Et n’était-il pas vraiment sacré au Seigneur, le lieu corrompu où le prophète Daniel vivait en esclave, sacré par la sainteté de son serviteur qui sanctifiait le lieu au point de mériter les prophéties élevées du Christ et de l’Antéchrist, clés des temps actuels et des derniers temps ? Daniel 1, 21 | Daniel 7, 2-14 | Daniel 9, 24-27 | Daniel 12, 5-12.

Dn 1, 21 : Daniel demeura là jusqu'en l'an un du roi Cyrus.
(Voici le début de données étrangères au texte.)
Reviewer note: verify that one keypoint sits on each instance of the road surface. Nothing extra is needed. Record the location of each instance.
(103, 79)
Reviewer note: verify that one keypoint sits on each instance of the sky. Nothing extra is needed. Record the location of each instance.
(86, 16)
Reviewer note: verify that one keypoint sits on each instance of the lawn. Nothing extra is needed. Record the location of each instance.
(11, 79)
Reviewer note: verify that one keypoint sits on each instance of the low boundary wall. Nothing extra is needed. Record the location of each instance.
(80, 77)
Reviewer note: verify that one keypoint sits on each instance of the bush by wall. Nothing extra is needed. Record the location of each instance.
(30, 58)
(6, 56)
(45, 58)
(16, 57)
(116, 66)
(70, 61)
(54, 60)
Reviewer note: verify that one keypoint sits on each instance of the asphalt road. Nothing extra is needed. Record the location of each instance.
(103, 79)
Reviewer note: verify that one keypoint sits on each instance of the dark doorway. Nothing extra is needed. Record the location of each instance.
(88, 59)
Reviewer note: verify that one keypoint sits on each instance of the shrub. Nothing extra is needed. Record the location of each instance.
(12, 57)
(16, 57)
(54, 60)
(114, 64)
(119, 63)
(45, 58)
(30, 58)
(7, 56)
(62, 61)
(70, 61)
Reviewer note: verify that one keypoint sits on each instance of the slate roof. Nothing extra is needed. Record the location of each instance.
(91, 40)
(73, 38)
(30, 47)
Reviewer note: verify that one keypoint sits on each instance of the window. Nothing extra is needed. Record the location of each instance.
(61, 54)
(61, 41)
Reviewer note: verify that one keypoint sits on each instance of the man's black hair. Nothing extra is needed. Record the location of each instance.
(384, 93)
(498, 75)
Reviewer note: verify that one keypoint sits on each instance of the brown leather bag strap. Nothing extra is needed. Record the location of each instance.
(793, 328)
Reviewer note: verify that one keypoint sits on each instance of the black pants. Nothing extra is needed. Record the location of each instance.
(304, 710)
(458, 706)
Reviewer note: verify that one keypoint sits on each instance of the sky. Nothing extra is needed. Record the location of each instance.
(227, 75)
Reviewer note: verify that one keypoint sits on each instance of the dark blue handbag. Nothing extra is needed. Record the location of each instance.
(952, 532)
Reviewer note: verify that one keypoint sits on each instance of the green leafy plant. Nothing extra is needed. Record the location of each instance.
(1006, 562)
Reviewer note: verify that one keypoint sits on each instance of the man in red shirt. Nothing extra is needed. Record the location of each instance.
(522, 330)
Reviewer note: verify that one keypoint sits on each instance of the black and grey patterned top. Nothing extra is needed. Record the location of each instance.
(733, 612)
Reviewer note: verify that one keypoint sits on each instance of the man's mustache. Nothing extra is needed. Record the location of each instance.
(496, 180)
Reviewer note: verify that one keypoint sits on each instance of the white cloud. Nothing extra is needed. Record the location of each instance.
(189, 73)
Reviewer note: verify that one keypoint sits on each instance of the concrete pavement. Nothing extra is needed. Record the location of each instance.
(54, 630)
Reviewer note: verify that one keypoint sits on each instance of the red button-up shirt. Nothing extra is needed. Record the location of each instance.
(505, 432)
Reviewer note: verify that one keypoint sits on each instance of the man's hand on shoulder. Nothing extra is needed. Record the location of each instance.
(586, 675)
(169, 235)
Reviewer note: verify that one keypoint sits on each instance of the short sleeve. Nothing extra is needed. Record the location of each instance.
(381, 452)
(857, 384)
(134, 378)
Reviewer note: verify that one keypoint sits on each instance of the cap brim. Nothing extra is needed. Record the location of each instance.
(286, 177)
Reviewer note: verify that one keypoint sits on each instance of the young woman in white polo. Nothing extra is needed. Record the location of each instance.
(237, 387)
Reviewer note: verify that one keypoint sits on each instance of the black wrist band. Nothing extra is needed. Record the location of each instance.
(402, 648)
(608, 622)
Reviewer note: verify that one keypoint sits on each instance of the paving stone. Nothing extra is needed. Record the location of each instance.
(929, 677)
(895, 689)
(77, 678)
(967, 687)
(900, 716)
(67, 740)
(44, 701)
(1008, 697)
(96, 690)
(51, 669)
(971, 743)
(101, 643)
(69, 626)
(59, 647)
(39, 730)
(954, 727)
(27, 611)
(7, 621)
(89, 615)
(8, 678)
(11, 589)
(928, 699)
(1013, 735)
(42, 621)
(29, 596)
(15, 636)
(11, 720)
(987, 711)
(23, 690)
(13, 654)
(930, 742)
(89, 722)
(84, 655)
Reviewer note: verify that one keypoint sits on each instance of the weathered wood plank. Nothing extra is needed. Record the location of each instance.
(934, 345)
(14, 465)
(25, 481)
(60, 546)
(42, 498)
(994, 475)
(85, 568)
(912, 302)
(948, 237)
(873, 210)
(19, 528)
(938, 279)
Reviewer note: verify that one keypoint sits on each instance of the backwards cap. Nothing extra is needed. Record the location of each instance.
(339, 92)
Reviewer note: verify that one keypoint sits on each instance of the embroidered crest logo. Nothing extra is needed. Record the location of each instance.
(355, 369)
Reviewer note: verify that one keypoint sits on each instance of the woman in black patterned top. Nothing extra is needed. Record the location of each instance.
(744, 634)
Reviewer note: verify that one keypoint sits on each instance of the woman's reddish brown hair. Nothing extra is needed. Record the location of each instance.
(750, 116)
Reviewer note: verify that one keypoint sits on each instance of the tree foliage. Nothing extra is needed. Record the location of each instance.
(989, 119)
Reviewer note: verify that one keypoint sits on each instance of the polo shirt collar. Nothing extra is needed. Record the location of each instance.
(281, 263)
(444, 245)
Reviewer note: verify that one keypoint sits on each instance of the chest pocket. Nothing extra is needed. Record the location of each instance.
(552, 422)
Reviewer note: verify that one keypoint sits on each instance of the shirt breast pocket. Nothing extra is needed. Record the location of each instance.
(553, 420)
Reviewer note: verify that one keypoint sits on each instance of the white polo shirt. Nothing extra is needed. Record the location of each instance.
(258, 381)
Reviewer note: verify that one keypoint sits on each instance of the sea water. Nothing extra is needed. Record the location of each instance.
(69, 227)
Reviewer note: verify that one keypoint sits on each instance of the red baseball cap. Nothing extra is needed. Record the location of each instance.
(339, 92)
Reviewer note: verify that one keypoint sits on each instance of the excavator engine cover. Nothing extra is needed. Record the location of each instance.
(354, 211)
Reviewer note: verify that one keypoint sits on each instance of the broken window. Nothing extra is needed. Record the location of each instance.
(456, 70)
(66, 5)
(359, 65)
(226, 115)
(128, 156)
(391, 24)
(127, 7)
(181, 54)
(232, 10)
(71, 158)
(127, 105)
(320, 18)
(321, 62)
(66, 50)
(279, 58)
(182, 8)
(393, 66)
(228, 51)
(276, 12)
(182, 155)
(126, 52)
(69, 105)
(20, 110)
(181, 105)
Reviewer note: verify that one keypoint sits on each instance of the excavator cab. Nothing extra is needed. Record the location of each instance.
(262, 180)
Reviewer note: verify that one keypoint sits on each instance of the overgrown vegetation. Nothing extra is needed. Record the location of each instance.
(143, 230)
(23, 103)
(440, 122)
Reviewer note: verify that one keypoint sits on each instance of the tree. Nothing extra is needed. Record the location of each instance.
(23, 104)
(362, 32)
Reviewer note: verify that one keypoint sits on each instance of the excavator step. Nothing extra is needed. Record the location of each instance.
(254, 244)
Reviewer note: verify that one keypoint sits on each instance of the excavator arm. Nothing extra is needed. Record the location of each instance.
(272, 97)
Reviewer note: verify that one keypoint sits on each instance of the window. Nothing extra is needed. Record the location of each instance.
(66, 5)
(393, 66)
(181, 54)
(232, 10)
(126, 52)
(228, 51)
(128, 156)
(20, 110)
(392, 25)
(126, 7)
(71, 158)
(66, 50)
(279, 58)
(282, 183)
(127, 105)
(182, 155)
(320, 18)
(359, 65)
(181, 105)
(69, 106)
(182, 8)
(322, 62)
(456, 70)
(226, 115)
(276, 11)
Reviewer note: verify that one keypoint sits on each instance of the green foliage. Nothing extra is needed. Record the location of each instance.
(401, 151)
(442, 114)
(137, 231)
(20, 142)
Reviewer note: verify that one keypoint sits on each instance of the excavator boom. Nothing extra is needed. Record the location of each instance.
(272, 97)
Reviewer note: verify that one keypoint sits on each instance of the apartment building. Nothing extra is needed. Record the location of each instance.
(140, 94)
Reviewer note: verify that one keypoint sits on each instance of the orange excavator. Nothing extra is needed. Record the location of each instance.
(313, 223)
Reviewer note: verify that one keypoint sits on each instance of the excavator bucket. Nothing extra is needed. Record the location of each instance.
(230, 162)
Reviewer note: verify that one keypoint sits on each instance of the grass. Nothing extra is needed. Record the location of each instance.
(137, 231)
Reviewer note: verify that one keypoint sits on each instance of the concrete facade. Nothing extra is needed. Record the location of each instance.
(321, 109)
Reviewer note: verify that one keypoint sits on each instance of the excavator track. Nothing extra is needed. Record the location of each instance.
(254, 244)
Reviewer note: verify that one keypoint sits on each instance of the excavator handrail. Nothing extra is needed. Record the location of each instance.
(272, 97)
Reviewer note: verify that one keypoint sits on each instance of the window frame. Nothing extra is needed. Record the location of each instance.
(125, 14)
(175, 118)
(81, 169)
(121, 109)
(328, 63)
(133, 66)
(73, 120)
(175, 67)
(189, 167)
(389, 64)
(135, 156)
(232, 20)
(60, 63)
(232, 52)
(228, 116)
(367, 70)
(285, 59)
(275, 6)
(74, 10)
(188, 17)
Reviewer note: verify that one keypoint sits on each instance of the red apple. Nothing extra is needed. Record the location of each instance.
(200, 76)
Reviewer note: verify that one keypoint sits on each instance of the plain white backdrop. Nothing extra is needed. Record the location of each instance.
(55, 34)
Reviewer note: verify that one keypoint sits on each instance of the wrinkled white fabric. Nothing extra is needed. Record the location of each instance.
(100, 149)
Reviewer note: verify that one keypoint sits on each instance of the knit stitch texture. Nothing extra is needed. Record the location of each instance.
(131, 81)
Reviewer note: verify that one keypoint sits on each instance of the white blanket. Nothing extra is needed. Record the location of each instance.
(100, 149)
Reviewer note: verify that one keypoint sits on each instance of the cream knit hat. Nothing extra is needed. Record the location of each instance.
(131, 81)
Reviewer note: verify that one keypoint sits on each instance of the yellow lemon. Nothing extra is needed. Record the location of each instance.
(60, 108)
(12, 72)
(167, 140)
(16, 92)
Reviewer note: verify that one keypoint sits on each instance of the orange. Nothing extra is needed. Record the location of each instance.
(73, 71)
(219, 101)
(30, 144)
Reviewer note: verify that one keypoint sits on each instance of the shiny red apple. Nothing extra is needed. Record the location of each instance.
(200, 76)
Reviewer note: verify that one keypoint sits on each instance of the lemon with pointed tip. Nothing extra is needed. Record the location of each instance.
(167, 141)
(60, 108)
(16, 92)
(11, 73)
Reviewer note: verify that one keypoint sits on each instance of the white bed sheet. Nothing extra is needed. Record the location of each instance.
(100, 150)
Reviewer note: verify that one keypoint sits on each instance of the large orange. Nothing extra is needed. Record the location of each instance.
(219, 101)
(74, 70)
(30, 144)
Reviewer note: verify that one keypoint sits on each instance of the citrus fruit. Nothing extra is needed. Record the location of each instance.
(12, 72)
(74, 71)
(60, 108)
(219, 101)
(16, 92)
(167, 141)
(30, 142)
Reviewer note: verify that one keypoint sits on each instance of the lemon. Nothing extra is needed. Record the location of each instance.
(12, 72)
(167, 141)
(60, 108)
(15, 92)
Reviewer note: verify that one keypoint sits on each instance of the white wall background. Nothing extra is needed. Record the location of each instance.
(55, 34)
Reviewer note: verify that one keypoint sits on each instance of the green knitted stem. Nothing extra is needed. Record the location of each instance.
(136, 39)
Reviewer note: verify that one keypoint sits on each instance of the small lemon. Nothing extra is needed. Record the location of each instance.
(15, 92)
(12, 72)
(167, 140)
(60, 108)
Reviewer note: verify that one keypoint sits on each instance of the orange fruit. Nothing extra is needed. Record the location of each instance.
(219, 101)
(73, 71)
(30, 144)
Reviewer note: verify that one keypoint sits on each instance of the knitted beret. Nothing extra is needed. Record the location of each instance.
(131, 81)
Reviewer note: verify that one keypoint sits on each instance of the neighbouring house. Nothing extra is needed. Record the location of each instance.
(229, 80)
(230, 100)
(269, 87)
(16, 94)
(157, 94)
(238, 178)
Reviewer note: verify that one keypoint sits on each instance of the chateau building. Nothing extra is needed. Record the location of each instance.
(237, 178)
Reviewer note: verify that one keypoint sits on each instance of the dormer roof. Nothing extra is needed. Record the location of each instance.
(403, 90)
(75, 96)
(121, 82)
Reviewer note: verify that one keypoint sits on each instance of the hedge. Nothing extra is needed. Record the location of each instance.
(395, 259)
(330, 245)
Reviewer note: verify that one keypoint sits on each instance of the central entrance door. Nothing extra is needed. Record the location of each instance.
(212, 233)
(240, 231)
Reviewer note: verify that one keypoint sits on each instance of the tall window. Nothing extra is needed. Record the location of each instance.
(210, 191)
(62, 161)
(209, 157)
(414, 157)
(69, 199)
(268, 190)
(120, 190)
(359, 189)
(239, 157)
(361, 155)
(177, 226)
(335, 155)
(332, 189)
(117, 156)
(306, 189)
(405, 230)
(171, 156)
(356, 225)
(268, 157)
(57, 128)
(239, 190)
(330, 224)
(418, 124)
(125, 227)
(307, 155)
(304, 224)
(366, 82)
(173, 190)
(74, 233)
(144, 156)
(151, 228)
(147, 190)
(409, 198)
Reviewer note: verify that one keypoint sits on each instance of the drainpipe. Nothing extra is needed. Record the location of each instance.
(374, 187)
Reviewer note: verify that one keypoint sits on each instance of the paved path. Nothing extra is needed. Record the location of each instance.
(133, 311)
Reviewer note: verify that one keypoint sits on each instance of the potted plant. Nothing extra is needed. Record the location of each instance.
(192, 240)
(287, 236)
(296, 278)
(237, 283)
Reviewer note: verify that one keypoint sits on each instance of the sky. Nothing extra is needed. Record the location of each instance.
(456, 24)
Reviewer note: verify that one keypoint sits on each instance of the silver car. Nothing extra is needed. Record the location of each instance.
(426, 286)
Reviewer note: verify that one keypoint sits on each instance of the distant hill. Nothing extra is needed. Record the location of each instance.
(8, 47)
Dn 7, 2-14 : Daniel prit la parole et dit : " Je voyais dans ma vision pendant la nuit, et voici que les quatre vents du ciel fondaient sur la grande mer, Et quatre grandes bêtes montèrent de la mer, différentes l'une de l'autre. La première était semblable à un lion et avait des ailes d'aigle. Je contemplais, jusqu'au moment où ses ailes furent arrachées, et où elle fut enlevée de terre, et dressée sur ses pieds, comme un homme, et où un cœur d'homme lui fut donné. Et voici une autre bête, une deuxième, ressemblant à un ours ; elle dressait l'un de ses côtés, et trois côtes étaient dans sa gueule entre ses dents, et on lui disait : " Lève-toi, mange beaucoup de chair ! Après cela, je regardais, et voici une autre bête semblable a un léopard ; elle avait sur son dos quatre ailes d'oiseau, et la bête avait quatre têtes ; et la domination lui fut donnée. Après cela je regardais dans les visions de la nuit, et voici une quatrième bête, terrible, effrayante et extraordinairement forte ; elle avait de grandes dents de fer ; elle dévorait et brisait, et le reste elle le foulait aux pieds ; elle était différente de toutes les bêtes qui l'avaient précédée, et elle avait dix cornes. Je considérais les cornes, et voici qu'une autre corne, petite, s'éleva au milieu d'elles, et trois des premières cornes furent arrachées par elle ; et voici que cette corne avait des yeux comme des yeux d'homme, et une bouche qui disait de grandes choses.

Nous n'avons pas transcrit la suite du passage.